Preloved
- Website type: Classified advertising
- Available in: English
- Founded: 1998; 28 years ago
- Headquarters: Manchester Airport, Manchester, {{{location_country}}}
- Owner: THG Ingenuity
- Founder: Ian Buzer
- Website: preloved.co.uk
- Users: 10M+

= Preloved =

British classified advertising website

Preloved.co.uk is a classified advertising website based in the UK. It was founded by Ian Buzer in 1998 and bought by The Hut Group in 2014. In January 2025, THG plc demerged its technology and logistics arm, THG Ingenuity, into a privately owned, stand-alone business.

==History==
Preloved was founded by Ian Buzer in 1998. Initially for second-hand and vintage items, it became of the largest sites for advertising pets, horses and livestock. In 2012, it was ranked 2nd in the UK for classified ads by Hitwise. In 2013, it recorded over 1.1 billion page views on its advert pages. As of 2014, Preloved was the largest independent classified ads site in the UK.

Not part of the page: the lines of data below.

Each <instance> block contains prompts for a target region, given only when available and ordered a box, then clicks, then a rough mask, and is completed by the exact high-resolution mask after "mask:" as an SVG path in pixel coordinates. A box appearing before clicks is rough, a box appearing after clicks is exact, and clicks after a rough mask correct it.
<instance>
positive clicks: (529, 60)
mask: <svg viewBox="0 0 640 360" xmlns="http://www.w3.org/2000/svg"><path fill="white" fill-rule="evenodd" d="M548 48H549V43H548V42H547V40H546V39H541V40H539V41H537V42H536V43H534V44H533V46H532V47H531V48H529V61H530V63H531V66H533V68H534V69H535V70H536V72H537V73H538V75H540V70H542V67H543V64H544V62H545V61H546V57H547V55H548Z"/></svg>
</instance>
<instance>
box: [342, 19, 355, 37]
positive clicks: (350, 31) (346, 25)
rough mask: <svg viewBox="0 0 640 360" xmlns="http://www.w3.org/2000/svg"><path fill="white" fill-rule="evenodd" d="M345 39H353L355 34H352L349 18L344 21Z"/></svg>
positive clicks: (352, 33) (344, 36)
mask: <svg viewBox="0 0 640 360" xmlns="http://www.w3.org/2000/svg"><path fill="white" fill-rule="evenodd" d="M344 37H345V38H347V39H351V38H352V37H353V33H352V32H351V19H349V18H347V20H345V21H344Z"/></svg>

In March 2014, Moo Ltd, the owner of Preloved.co.uk, was bought by The Hut Group.

In July 2015, Preloved launched its first ever mobile app for iOS focused on Apple's iPhone market. An Android version was launched on 3 November 2015.

==Business model==
Preloved has no listing or selling fees. But users can pay to get their advertisements more exposure. It has over 10 million members and hundreds of thousands of adverts in over 500 categories.

Advertisements which have been created in the last twelve days are initially reserved only for upgraded buyers but they become available to all after the twelve days. For business sellers, Preloved requires users to maintain a monthly business membership.